Anaplastic thyroid carcinoma with metastases involving soft tissues of the upper and lower extremities

Program: Abstracts - Orals, Featured Poster Presentations, and Posters
Session: SAT 429-448-Thyroid Neoplasia & Case Reports
Clinical
Saturday, June 15, 2013: 1:45 PM-3:45 PM
Expo Halls ABC (Moscone Center)

Poster Board SAT-431
Sarah Varghese1, Sameera Tallapureddy2, Amit Bhargava*2, Aiswarya Thomas3, Melinda Sanders3 and Carl D Malchoff4
1University of Connecticut, Hartford, CT, 2University of Connecticut, Farmington, CT, 3UCONN, 4Univ of CT Hlth Ctr, Farmington, CT
Anaplastic thyroid carcinoma with metastases involving soft tissues of the upper and lower extremities.

Varghese, Sarah MD1; Tallapureddy, Sameera MD1; Bhargava, Amit MD1; Thomas, Aiswarya MD2; Sanders, Melinda MD3; Malchoff, Carl MD, PhD1.

Division of Endocrinology, University of Connecticut Health Center, Farmington CT 06030.1

Division of Primary Care and Internal Medicine, University of Connecticut Health Center, Farmington CT 06030.2

Department of Pathology, University of Connecticut Health Center, Farmington CT 06030.3

Background:  Anaplastic thyroid carcinoma (ATC) is a rare tumor that metastasizes frequently to lymph nodes, lung, bone and brain.  Distant metastases to soft tissues of the extremities have not been reported. The authors present a unique case of ATC with soft tissue metastases to the upper and lower extremities. 

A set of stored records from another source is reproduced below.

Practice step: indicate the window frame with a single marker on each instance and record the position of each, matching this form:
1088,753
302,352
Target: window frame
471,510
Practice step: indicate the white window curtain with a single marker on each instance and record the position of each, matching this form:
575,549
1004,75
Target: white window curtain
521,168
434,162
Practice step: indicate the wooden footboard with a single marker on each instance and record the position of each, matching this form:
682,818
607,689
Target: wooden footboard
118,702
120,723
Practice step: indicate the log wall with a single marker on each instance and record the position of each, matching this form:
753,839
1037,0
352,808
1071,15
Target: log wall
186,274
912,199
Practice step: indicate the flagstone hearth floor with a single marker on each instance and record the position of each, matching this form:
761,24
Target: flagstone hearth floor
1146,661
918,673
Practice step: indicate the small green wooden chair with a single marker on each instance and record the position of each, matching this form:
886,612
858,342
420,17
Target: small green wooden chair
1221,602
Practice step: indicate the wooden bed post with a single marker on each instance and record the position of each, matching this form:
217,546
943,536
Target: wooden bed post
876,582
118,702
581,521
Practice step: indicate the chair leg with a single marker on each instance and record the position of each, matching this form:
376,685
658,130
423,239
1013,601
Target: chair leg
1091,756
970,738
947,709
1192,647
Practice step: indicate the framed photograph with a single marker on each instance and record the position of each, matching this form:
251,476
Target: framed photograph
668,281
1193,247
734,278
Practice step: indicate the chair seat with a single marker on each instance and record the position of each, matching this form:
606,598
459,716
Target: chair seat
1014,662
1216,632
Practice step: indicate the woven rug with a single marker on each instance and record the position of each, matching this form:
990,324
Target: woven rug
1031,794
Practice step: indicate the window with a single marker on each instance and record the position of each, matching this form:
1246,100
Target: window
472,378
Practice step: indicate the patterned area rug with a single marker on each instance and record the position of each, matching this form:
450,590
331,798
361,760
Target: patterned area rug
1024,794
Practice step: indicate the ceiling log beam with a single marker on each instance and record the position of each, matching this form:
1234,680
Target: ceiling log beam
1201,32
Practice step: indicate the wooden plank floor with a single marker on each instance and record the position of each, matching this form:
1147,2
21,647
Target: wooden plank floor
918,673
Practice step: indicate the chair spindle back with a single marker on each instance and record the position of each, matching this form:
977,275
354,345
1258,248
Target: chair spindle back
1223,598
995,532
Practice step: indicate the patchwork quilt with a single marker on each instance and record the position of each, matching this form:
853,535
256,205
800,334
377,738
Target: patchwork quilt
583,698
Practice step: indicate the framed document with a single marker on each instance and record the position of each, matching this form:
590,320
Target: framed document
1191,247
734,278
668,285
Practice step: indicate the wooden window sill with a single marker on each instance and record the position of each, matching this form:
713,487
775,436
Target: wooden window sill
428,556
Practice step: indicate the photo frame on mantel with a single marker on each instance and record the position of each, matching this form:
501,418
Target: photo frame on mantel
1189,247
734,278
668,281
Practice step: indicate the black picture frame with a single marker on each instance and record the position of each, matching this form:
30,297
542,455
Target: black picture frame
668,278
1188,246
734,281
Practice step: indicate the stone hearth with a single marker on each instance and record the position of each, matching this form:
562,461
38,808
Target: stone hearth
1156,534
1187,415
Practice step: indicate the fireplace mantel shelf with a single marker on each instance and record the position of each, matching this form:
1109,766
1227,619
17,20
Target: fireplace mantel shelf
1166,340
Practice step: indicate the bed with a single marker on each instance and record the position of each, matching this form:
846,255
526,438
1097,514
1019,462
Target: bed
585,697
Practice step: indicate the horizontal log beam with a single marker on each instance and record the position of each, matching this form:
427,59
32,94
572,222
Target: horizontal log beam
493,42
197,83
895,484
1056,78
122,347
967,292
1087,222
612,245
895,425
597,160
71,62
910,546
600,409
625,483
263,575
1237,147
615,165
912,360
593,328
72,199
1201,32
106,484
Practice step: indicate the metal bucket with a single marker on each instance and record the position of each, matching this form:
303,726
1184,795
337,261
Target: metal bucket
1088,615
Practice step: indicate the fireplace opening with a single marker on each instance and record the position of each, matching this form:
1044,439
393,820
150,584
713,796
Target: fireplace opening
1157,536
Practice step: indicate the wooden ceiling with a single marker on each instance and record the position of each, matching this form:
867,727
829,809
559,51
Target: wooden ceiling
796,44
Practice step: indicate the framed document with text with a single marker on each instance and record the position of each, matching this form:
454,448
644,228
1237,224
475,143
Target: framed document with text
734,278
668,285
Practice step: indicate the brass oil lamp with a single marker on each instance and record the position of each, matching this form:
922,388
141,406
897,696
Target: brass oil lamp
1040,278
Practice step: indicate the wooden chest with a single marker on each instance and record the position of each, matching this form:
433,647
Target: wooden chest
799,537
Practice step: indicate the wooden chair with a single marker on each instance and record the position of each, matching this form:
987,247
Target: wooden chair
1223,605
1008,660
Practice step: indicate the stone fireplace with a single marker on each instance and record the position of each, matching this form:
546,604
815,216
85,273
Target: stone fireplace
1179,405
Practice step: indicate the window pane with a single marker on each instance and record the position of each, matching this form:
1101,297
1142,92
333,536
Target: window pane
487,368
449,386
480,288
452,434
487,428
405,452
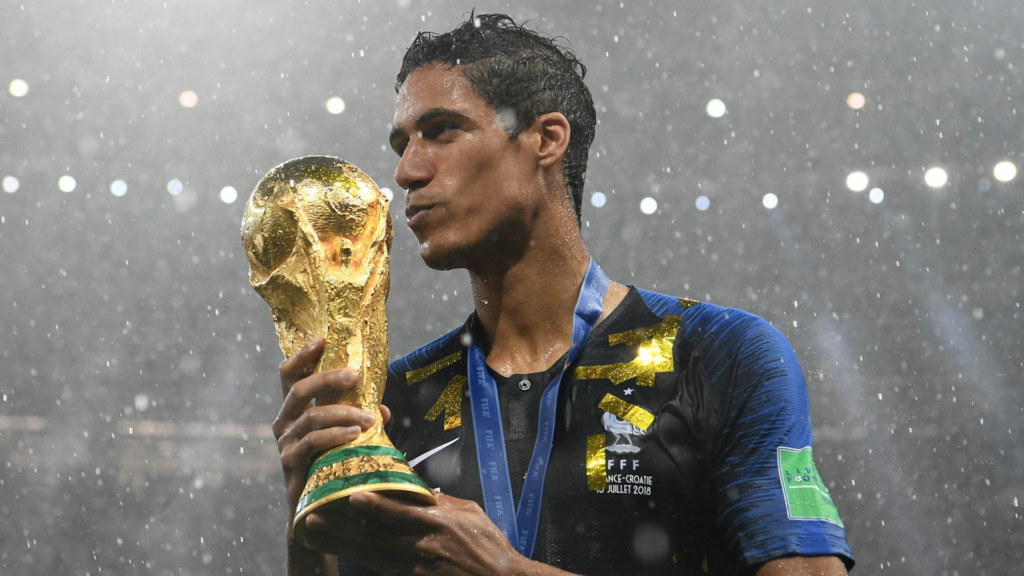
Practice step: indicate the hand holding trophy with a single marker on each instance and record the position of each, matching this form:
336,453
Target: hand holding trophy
317,235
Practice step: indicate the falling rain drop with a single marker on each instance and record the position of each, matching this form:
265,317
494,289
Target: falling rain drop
648,205
856,181
716,108
67,183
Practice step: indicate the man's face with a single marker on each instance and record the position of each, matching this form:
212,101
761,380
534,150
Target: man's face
470,191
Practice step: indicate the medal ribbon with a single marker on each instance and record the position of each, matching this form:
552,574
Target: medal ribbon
521,526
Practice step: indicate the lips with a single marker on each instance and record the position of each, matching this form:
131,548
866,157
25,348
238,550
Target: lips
417,213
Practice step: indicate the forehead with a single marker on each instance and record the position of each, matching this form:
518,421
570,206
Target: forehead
434,86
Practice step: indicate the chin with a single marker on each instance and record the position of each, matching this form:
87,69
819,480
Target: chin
438,258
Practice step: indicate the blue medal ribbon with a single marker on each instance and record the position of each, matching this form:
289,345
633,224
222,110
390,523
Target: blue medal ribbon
520,525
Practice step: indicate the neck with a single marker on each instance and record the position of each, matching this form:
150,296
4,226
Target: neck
525,307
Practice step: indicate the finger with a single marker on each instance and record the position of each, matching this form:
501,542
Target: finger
301,453
300,364
302,393
394,511
347,524
323,417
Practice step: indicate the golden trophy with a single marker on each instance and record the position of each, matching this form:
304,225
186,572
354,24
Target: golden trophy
317,234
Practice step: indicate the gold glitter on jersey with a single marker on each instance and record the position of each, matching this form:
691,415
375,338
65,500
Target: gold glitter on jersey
653,356
420,374
597,476
450,403
629,412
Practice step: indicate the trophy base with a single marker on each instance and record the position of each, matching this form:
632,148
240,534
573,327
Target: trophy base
343,471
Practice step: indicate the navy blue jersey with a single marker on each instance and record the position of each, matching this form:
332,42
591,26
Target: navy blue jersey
683,443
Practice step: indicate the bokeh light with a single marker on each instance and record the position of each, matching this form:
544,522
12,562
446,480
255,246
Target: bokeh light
119,188
716,108
188,98
936,177
67,183
17,87
648,205
857,181
228,195
335,105
1005,171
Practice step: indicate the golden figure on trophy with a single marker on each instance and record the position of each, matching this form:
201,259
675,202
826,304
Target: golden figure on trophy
317,235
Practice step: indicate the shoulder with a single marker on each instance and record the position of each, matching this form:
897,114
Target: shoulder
716,330
430,358
737,351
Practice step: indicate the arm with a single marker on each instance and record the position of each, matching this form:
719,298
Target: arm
770,501
804,566
393,536
304,432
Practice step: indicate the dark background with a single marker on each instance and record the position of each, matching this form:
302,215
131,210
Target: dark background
138,369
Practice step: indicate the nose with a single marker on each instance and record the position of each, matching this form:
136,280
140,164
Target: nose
415,169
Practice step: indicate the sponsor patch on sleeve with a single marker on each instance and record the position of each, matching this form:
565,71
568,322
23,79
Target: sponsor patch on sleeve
806,495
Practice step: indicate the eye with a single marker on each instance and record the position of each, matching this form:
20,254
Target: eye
443,129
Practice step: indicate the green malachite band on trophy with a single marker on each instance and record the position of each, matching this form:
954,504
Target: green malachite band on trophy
353,452
357,480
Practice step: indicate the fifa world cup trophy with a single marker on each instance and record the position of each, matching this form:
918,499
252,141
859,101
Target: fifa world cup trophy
317,235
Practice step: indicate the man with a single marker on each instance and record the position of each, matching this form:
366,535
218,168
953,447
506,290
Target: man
572,424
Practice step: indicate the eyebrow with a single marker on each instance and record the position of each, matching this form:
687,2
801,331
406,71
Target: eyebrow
426,117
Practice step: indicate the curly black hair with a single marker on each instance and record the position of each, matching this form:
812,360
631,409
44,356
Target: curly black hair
521,75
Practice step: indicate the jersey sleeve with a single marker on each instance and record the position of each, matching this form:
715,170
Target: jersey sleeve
769,499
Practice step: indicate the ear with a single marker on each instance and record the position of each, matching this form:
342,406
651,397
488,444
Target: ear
553,129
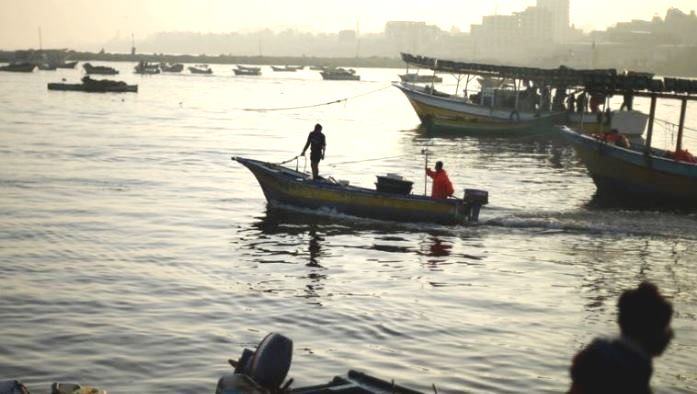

Clinical Case:  A 60 year old female, with prior documentation of a right thyroid lobe nodule, presented with 3 week history of left arm and leg swelling, rapidly progressive dysphagia, hoarseness of voice and swelling of anterior neck. One year prior to presentation, she declined advice to undergo a fine needle aspiration biopsy of a 2.3cm right thyroid nodule with irregular margins.  On admission physical examination, a 6cm mass in the right thyroid lobe was producing tracheal deviation to the left.  There was swelling in the left calf and left forearm, and DVT was excluded by Doppler.  CT scan revealed esophageal compression, cervical lymphadenopathy, bilateral adrenal masses, a T5 vertebral body lesion, ring-enhancing lesions in the brain, a hepatic mass and cavitary lung lesions.  Following a near total thyroidectomy to prevent tracheal and esophageal compression, her pathology revealed ATC.   The left upper and lower extremity pain and swelling worsened.  A non-contrast CT scan of left upper and lower extremity suggested a 19x4.6x3.2cm multi-septate peripherally enhancing region of apparent fluid collection within the flexor compartment of the forearm extending from elbow to the wrist and a 5cm region of multiple ill -defined communicating apparent fluid collections within the soleus muscle.  Incision and drainage of the swollen region of the left forearm revealed ATC.  An infective work up was negative.

Conclusion: ATC is a rare and aggressive that frequently metastasizes to locally to lymph nodes, and distally to lung, bone and brain.  Less frequently metastases to skin, liver, kidneys, pancreas, heart and adrenal glands have been reported.  We conclude that ATC may metastasize to the soft tissues of the extremities.